民法第20条
  1. 制限行為能力者の相手方は、その制限行為能力者が行為能力者(行為能力の制限を受けない者をいう。以下同じ。)となった後、その者に対し、一箇月以上の期間を定めて、その期間内にその取り消すことができる行為を追認するかどうかを確答すべき旨の催告をすることができる。この場合において、その者がその期間内に確答を発しないときは、その行為を追認したものとみなす。
  2. 制限行為能力者の相手方が、制限行為能力者が行為能力者とならない間に、その法定代理人、保佐人又は補助人に対し、その権限内の行為について前項に規定する催告をした場合において、これらの者が同項の期間内に確答を発しないときも、同項後段と同様とする。
  3. 特別の方式を要する行為については、前2項の期間内にその方式を具備した旨の通知を発しないときは、その行為を取り消したものとみなす。
  4. 制限行為能力者の相手方は、被保佐人又は第17条第1項の審判を受けた被補助人に対しては、第1項の期間内にその保佐人又は補助人の追認を得るべき旨の催告をすることができる。
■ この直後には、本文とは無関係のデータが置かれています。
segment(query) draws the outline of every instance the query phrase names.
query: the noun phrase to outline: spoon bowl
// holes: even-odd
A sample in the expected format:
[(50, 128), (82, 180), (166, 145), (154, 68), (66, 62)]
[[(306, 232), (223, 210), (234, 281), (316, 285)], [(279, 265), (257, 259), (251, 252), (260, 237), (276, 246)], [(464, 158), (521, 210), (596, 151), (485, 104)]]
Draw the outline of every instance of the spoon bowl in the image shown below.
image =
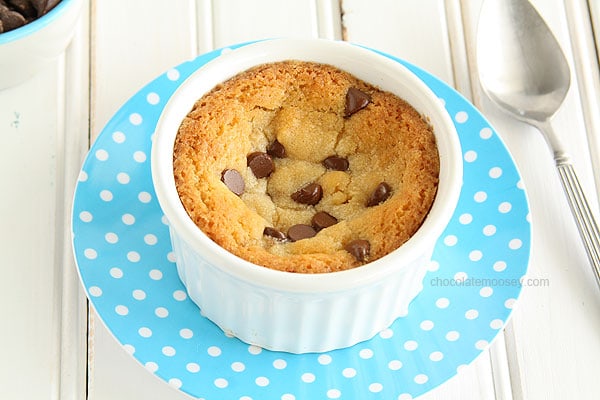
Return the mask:
[(554, 153), (559, 177), (600, 286), (600, 233), (571, 157), (551, 119), (571, 84), (561, 47), (527, 0), (485, 0), (477, 30), (477, 69), (484, 92), (501, 109), (536, 126)]

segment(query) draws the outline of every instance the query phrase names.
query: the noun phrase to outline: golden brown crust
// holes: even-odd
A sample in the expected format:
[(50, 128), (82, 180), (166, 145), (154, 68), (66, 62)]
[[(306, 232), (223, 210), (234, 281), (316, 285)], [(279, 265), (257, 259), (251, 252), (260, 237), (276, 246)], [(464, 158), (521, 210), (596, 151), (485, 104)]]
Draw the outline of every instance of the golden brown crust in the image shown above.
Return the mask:
[[(345, 117), (350, 87), (371, 102)], [(270, 177), (257, 179), (246, 156), (275, 139), (287, 157), (275, 158)], [(327, 170), (322, 161), (332, 155), (347, 158), (349, 169)], [(439, 174), (431, 127), (408, 103), (334, 67), (296, 61), (253, 68), (199, 99), (181, 124), (173, 161), (181, 201), (209, 237), (255, 264), (302, 273), (360, 265), (344, 250), (354, 239), (370, 242), (367, 261), (398, 248), (427, 215)], [(241, 196), (221, 182), (225, 169), (244, 177)], [(323, 188), (318, 204), (291, 198), (311, 182)], [(381, 182), (391, 197), (365, 207)], [(317, 211), (339, 222), (297, 242), (263, 235), (265, 227), (285, 232), (310, 224)]]

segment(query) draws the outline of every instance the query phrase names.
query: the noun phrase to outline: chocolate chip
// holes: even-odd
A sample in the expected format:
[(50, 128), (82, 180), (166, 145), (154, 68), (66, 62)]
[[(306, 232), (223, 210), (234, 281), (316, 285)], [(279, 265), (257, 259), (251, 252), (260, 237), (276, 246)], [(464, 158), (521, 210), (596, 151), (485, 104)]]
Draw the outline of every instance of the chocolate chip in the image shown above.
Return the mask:
[(221, 181), (231, 190), (233, 193), (241, 196), (244, 193), (246, 184), (244, 178), (235, 169), (226, 169), (221, 173)]
[(371, 197), (369, 197), (369, 200), (367, 201), (367, 207), (373, 207), (377, 204), (383, 203), (388, 199), (388, 197), (390, 197), (391, 194), (392, 188), (390, 185), (385, 182), (381, 182), (379, 185), (377, 185), (373, 193), (371, 193)]
[(27, 23), (25, 17), (16, 11), (10, 10), (0, 13), (0, 21), (2, 21), (2, 29), (5, 32), (20, 28)]
[(358, 261), (366, 261), (371, 252), (371, 244), (368, 240), (356, 239), (346, 243), (344, 250), (352, 254)]
[(309, 183), (302, 189), (292, 193), (291, 197), (295, 202), (300, 204), (314, 206), (323, 197), (323, 188), (318, 183)]
[(263, 235), (270, 236), (276, 240), (287, 240), (287, 235), (281, 232), (279, 229), (271, 228), (270, 226), (265, 227)]
[(293, 225), (288, 229), (288, 238), (292, 242), (297, 242), (298, 240), (308, 239), (317, 234), (317, 231), (310, 226), (305, 224), (297, 224)]
[(371, 96), (367, 93), (351, 87), (346, 92), (346, 109), (344, 110), (344, 116), (349, 117), (357, 111), (362, 110), (371, 102)]
[(285, 147), (277, 139), (273, 143), (267, 147), (267, 154), (271, 157), (276, 158), (284, 158), (285, 157)]
[(347, 171), (350, 163), (347, 158), (338, 157), (338, 156), (329, 156), (323, 160), (323, 165), (327, 169), (332, 169), (334, 171)]
[(316, 230), (320, 231), (337, 224), (337, 218), (325, 211), (319, 211), (313, 216), (311, 223)]
[(252, 173), (258, 179), (266, 178), (275, 171), (273, 159), (267, 153), (262, 153), (260, 151), (250, 153), (246, 159), (248, 160), (248, 166), (252, 170)]

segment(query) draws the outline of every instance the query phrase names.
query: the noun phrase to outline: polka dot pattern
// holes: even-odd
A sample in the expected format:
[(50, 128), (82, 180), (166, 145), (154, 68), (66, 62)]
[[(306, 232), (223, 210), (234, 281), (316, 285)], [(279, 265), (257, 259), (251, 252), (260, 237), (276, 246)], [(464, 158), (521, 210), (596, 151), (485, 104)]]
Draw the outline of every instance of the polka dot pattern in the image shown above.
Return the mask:
[(525, 191), (501, 140), (453, 89), (388, 56), (438, 95), (463, 148), (463, 190), (424, 289), (406, 317), (367, 342), (323, 354), (263, 350), (223, 333), (187, 296), (150, 175), (151, 138), (166, 101), (220, 54), (148, 84), (109, 121), (86, 158), (73, 207), (74, 251), (102, 320), (148, 371), (205, 400), (406, 400), (454, 376), (503, 328), (527, 270)]

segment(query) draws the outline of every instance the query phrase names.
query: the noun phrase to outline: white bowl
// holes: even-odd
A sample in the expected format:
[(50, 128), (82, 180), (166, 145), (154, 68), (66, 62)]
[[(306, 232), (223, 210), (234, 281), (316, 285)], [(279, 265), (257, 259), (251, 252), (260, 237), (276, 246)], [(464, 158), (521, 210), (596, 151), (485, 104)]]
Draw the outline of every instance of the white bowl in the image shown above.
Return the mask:
[(42, 17), (0, 33), (0, 90), (18, 85), (68, 46), (83, 0), (62, 0)]
[[(272, 270), (213, 242), (183, 208), (173, 176), (173, 145), (193, 104), (217, 83), (252, 66), (282, 60), (334, 65), (407, 100), (434, 128), (440, 154), (438, 193), (423, 225), (404, 245), (364, 266), (324, 274)], [(322, 352), (370, 339), (408, 312), (436, 240), (462, 184), (461, 149), (441, 101), (408, 69), (346, 42), (275, 39), (223, 54), (192, 74), (168, 101), (151, 155), (152, 179), (169, 221), (179, 276), (203, 315), (226, 333), (266, 349)]]

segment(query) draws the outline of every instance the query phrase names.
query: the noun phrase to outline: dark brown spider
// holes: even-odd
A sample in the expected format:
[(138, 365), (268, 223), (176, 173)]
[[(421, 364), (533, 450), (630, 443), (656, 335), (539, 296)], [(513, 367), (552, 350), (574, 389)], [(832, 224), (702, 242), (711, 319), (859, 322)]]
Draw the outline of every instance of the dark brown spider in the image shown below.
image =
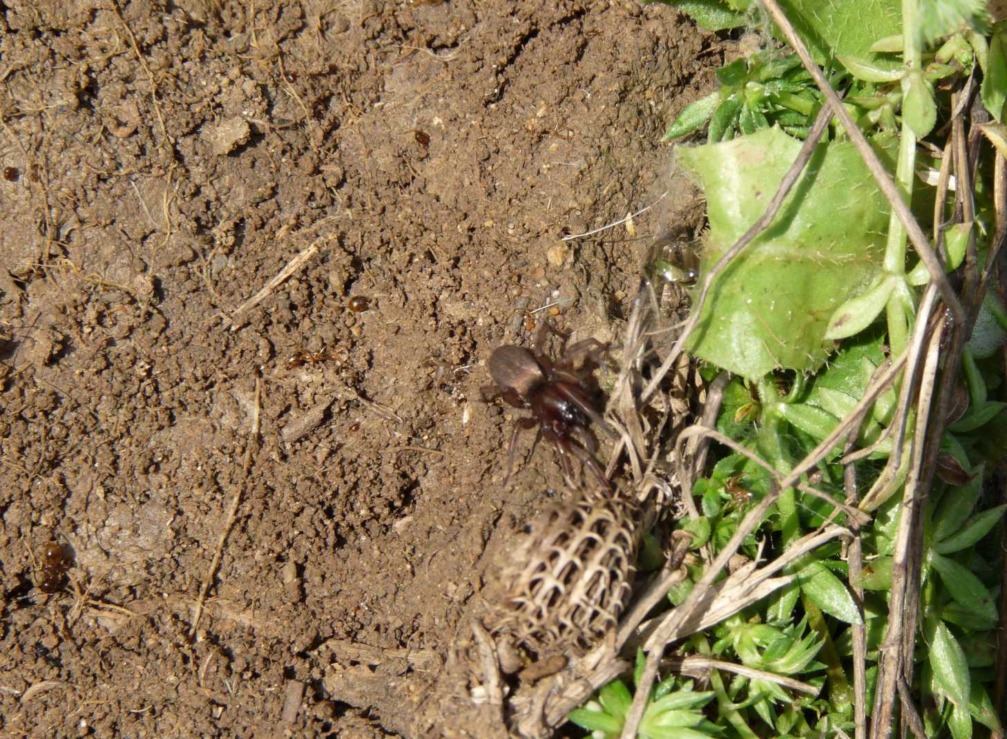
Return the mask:
[[(590, 426), (593, 423), (609, 436), (615, 434), (595, 410), (585, 379), (576, 370), (579, 361), (589, 359), (597, 362), (599, 350), (605, 346), (593, 338), (578, 341), (566, 347), (563, 355), (553, 361), (542, 350), (547, 331), (557, 334), (564, 341), (569, 335), (543, 321), (534, 349), (507, 344), (494, 349), (489, 356), (489, 374), (496, 387), (484, 388), (483, 397), (487, 396), (488, 390), (490, 398), (502, 398), (515, 408), (532, 412), (531, 418), (515, 421), (508, 444), (507, 477), (503, 482), (507, 483), (514, 469), (518, 435), (523, 429), (538, 427), (532, 449), (541, 437), (552, 442), (559, 452), (560, 466), (568, 481), (573, 477), (570, 458), (576, 456), (603, 486), (609, 487), (611, 483), (594, 458), (598, 440)], [(574, 438), (574, 434), (579, 435), (581, 440)]]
この場合において、その被保佐人又は被補助人がその期間内にその追認を得た旨の通知を発しないときは、その行為を取り消したものとみなす。

条文の趣旨と解説

制限行為能力者と取引をした相手方は、その行為が取り消されるかどうか不安定な立場に置かれます(5条2項9条本文13条4項17条4項)。そこで、不安定な状態を解消して早期に法律関係を確定させるために、相手方に催告権を認めています。

制限行為能力者に対する催告

制限行為能力者の相手方は、制限行為能力者が行為能力者になった後、その者に対して、1ヶ月以上の期間を定めて、その期間内に取り消すことができる行為を追認するかどうかを確答すべき旨の催告をすることができ、その期間内に確答がなかったときは、その行為を追認したものとみなされます(本条1項)。

法定代理人、保佐人又は補助人に対する催告

制限行為能力者の相手方は、制限行為能力者が行為能力者とならない間に、その法定代理人、保佐人又は補助人に対して、その権限内の行為について、1ヶ月以上の期間を定めて、その期間内に取り消すことができる行為を追認するかどうかを確答すべき旨の催告をすることができ、これらの者が期間内に確答を発しなかったときも、その行為を追認したものとみなされます(本条2項)。

特別の手続を必要とする場合

後見監督人の同意を得なければならない場合(864条本文)や親権を行う父又は母とその子との利益が相反する場合(826条1項)など、特別の手続を必要とする場合において、期間内にその方式を具備した旨の通知を発しないときは、その行為を取り消したものとみなされます(本条3項)。

被保佐人又は被補助人に対する催告

制限行為能力者の相手方は、被保佐人又は補助人の同意を要する旨の審判(17条1項)を受けた被補助人に対して、1ヶ月以上の期間を定めて、その期間内に保佐人又は補助人の追認を得るべき旨を催告することができます。期間内に、被保佐人又は補助人が、追認を得た旨の通知を発しなかったときは、その行為を取り消したものとみなされます(本条4項)。